Annex A. Methodological considerations

AuthorAdam Smietanka - Mikhail Bonch-Osmolovskiy - Grzegorz Poniatowski
Pages78-87
VAT Gap in the EU-28 Member States
page 78 of 99
Annex A. Methodological Considerations
This section of the Annex is based to a large extent on the methodological considerations
already presented in earlier VAT Gap Reports. More detailed considerations regarding the
approaches to estimate the VAT Gap are presented in the seminal VAT Gap Report
(Barbone et al., 2013).
a. Source of Revisions of VAT Gap Estimates
Every year, the estimates of the VAT Gap are updated and revised backwards. There are
three different sources of such revisions:
1) Updates in the underlying national accounts data published by Eurostat: updates in VAT
revenues, new supply and use tables, and revised industry-specific growth rates, among
others.
2) Updates in the estimated GFCF liability, based on the new information from the own
resource submissions (ORS) on taxable shares of GFCF by five sectors: households,
government, NPISH, and exempt financial and non-financial enterprises.

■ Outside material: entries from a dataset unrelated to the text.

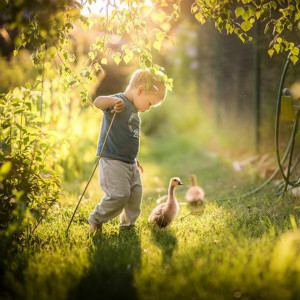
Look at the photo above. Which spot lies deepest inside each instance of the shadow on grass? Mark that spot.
(111, 275)
(166, 240)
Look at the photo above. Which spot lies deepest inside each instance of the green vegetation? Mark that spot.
(53, 61)
(237, 249)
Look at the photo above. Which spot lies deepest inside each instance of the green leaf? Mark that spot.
(295, 51)
(277, 48)
(246, 26)
(294, 59)
(5, 168)
(104, 61)
(239, 11)
(117, 57)
(271, 52)
(157, 45)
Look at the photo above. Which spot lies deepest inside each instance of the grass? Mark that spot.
(243, 249)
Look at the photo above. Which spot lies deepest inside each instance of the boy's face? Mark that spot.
(143, 100)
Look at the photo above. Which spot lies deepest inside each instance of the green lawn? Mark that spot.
(244, 249)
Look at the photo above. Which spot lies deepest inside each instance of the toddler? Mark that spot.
(118, 167)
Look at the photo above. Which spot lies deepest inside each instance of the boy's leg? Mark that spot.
(132, 207)
(115, 179)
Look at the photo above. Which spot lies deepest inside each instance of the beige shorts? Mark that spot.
(122, 185)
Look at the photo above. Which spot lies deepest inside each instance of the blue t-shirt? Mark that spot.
(124, 138)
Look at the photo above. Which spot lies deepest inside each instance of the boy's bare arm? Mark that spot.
(104, 102)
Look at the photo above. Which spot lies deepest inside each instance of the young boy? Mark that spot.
(118, 168)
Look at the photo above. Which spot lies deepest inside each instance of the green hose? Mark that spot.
(288, 151)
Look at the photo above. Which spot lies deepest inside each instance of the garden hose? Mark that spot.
(97, 161)
(289, 149)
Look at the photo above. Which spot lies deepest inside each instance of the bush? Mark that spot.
(28, 187)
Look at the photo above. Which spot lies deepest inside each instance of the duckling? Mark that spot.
(165, 213)
(195, 193)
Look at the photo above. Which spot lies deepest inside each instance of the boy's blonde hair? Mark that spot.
(145, 78)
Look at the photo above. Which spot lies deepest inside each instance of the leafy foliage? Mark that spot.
(239, 16)
(28, 186)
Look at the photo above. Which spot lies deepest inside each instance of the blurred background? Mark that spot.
(224, 92)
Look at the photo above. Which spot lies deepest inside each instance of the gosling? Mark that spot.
(195, 194)
(165, 213)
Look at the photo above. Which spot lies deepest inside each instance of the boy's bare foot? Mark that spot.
(95, 226)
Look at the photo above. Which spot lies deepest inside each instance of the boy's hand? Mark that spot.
(118, 107)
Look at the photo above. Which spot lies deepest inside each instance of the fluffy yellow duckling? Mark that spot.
(195, 194)
(165, 213)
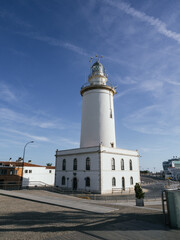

3) Revision of the parameters of the VTTL model: effective rates, pro-rata coefficients, and
net adjustments, either due to new information from ORS or due to correcting errors in the
previous computation.
In nominal terms, the most significant revisions in 2018 concerned Malta. The revision of
the VTTL in Malta resulted from the availability of data from fiscal registers allowing for a
more accurate estimation of the effective rates and propexes for four sectors crucial for the
Maltese economy and its output, namely Financial services, except insurance and pension
funding (NACE and CPA 64), Insurance, reinsurance and pension funding services, except
compulsory social security (NACE and CPA 65), Services auxiliary to financial services and
insurance services (NACE and CPA 66), and Gambling and betting services (NACE and
CPA 92). Another noteworthy revision concerned Ireland and Germany. The estimates for
these two countries were revised backwards due to an improved methodology for imputing
missing and confidential values in Eurostat’s SUT.